Friday, April 6, 2007
Intoxicated by the enthusiasm of its builders, WN predicted last
week that protons would circulate in the Large Hadron Collider on
schedule. Alas, a Fermilab-built quadrupole magnet failed a high-
pressure test with a dramatic bang. That's what tests are for.
To the chagrin of Fermilab, it was a simple design flaw. The
magnet will have to be brought to the surface, but there is
optimism that the 23 other magnets like it can be retrofitted in
place. The LHC may be able to get back on schedule, but the
traditional 3-month winter shutdown may have to be sacrificed.

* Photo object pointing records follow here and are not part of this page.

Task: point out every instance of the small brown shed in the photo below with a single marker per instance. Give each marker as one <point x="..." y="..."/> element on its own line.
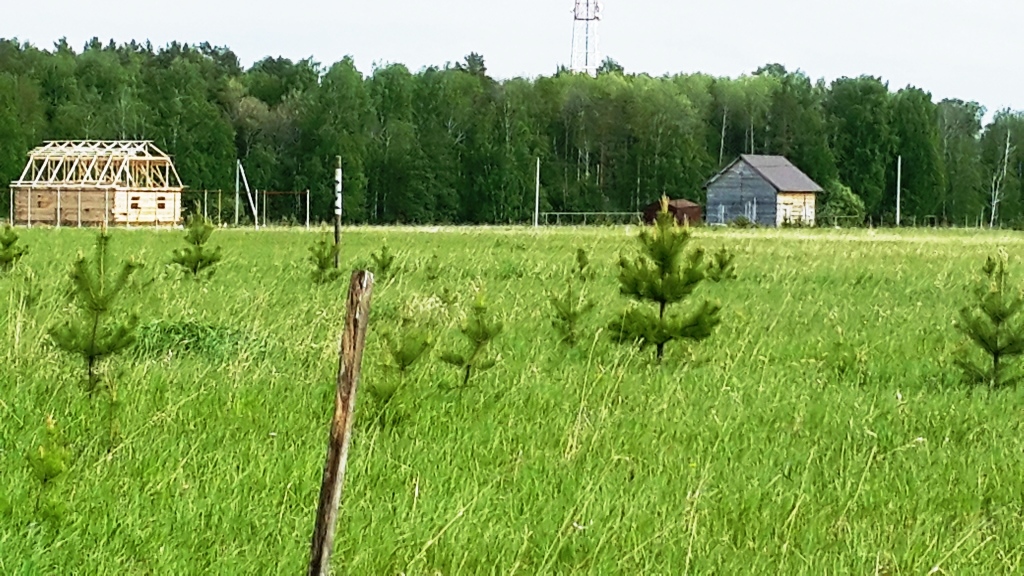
<point x="686" y="212"/>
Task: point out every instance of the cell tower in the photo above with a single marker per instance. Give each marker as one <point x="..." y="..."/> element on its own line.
<point x="586" y="18"/>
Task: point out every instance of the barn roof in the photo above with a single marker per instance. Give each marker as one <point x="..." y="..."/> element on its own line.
<point x="777" y="170"/>
<point x="136" y="165"/>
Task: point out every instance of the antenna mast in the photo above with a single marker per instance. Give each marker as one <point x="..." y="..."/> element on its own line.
<point x="586" y="18"/>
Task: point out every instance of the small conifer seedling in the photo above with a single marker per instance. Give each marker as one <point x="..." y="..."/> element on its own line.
<point x="664" y="274"/>
<point x="49" y="461"/>
<point x="571" y="306"/>
<point x="993" y="323"/>
<point x="197" y="257"/>
<point x="323" y="254"/>
<point x="10" y="250"/>
<point x="478" y="329"/>
<point x="383" y="261"/>
<point x="721" y="266"/>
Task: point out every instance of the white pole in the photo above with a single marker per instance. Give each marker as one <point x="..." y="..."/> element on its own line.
<point x="537" y="201"/>
<point x="899" y="189"/>
<point x="238" y="190"/>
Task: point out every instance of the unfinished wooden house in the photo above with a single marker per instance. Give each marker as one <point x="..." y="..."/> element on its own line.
<point x="768" y="191"/>
<point x="92" y="182"/>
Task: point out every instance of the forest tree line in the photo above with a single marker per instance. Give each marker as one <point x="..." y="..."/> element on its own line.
<point x="452" y="145"/>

Still one vote short of a rubber stamp, the Supreme Court on
Monday rebuked the Bush Administration for refusing to regulate
greenhouse gases. It ruled 5-4 that the EPA must either begin
regulating CO2 as an atmospheric pollutant, or declare that CO2
does not threaten humans, which EPA's own scientists dispute.

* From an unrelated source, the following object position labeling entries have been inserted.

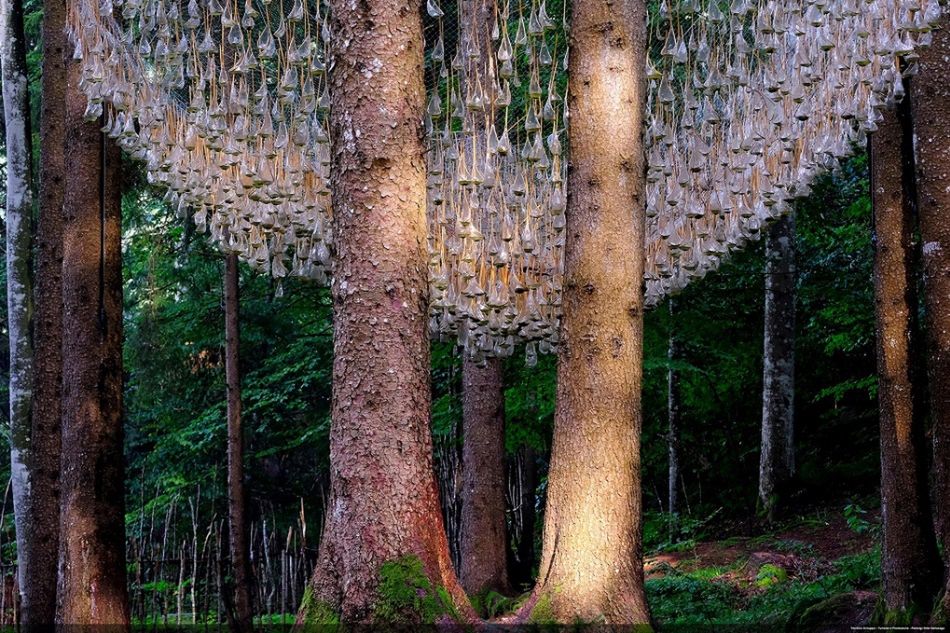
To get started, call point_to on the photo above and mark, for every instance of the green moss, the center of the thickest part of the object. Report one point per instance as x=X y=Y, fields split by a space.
x=542 y=612
x=318 y=613
x=407 y=596
x=769 y=575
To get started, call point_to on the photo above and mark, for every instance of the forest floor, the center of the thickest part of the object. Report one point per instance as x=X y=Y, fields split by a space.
x=815 y=573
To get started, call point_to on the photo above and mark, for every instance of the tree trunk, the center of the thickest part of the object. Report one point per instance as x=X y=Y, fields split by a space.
x=908 y=550
x=592 y=559
x=41 y=551
x=931 y=101
x=237 y=519
x=777 y=458
x=522 y=573
x=383 y=515
x=19 y=245
x=673 y=421
x=92 y=586
x=484 y=551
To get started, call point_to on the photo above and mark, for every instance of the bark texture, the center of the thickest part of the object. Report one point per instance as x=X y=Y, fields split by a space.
x=40 y=552
x=484 y=549
x=777 y=457
x=909 y=554
x=931 y=103
x=592 y=559
x=19 y=255
x=92 y=586
x=237 y=518
x=384 y=503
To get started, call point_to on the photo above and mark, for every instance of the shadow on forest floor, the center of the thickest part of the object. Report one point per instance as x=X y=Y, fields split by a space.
x=817 y=573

The ruling effectively forces EPA to begin regulating tailpipe
emissions, whether it likes it or not. Over the years, federal
courts have sided with the consensus view of science on issues
ranging from perpetual motion to creationism and pseudoscience,
but any more appointments by Bush could change that.

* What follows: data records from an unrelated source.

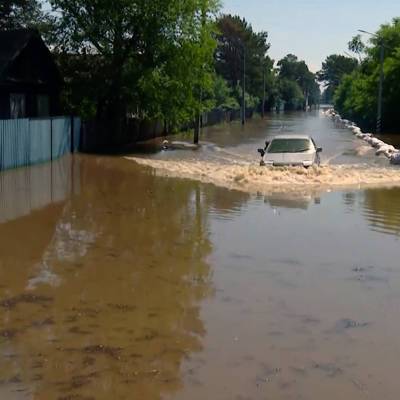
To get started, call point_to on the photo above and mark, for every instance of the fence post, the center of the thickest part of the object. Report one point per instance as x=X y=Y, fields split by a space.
x=51 y=139
x=72 y=134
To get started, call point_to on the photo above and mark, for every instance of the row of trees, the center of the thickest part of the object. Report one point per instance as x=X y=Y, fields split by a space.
x=353 y=82
x=167 y=59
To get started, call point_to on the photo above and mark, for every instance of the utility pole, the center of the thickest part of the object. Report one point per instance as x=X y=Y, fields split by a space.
x=380 y=94
x=263 y=104
x=381 y=80
x=244 y=87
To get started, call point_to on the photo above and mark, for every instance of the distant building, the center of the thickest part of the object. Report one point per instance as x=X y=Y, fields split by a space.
x=30 y=82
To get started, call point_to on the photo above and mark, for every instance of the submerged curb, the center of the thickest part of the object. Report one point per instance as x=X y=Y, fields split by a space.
x=381 y=147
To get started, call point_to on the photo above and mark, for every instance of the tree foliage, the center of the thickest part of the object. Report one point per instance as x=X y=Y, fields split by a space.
x=155 y=56
x=15 y=14
x=236 y=41
x=334 y=68
x=297 y=84
x=357 y=95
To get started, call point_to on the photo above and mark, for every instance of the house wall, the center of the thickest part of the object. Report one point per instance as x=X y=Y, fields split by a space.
x=33 y=73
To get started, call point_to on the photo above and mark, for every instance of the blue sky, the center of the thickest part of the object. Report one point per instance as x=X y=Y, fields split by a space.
x=313 y=29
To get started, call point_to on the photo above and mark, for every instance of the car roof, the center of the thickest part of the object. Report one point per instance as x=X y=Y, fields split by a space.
x=294 y=136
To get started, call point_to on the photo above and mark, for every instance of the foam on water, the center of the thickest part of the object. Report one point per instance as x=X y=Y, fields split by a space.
x=250 y=177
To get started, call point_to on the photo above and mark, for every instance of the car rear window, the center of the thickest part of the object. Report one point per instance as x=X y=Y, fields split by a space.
x=289 y=146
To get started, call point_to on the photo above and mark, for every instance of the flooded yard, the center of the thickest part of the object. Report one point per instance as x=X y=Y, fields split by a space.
x=118 y=282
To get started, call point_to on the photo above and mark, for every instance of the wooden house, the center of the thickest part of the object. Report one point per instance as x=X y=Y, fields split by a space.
x=30 y=82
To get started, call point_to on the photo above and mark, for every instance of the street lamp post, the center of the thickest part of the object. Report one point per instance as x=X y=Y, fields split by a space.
x=381 y=80
x=244 y=87
x=263 y=103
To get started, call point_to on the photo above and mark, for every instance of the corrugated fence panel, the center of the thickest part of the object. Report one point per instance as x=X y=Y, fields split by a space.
x=61 y=136
x=77 y=134
x=40 y=150
x=26 y=189
x=14 y=142
x=30 y=141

Two months ago, the Intergovernmental Panel on Climate Change put
the odds that global warming is anthropogenic as "90% certain"
(WN 2 Feb 07) . The report
released today is titled Impacts, Adaptation, and Vulnerability.
Science Committee Chairman Bart Gordon (D-TN)says it provides us
with "even higher confidence" of warming. However, Ralph Hall
(R-TX), ranking Republican on the Committee, says the new report
"illustrates more uncertainty in the scientific community."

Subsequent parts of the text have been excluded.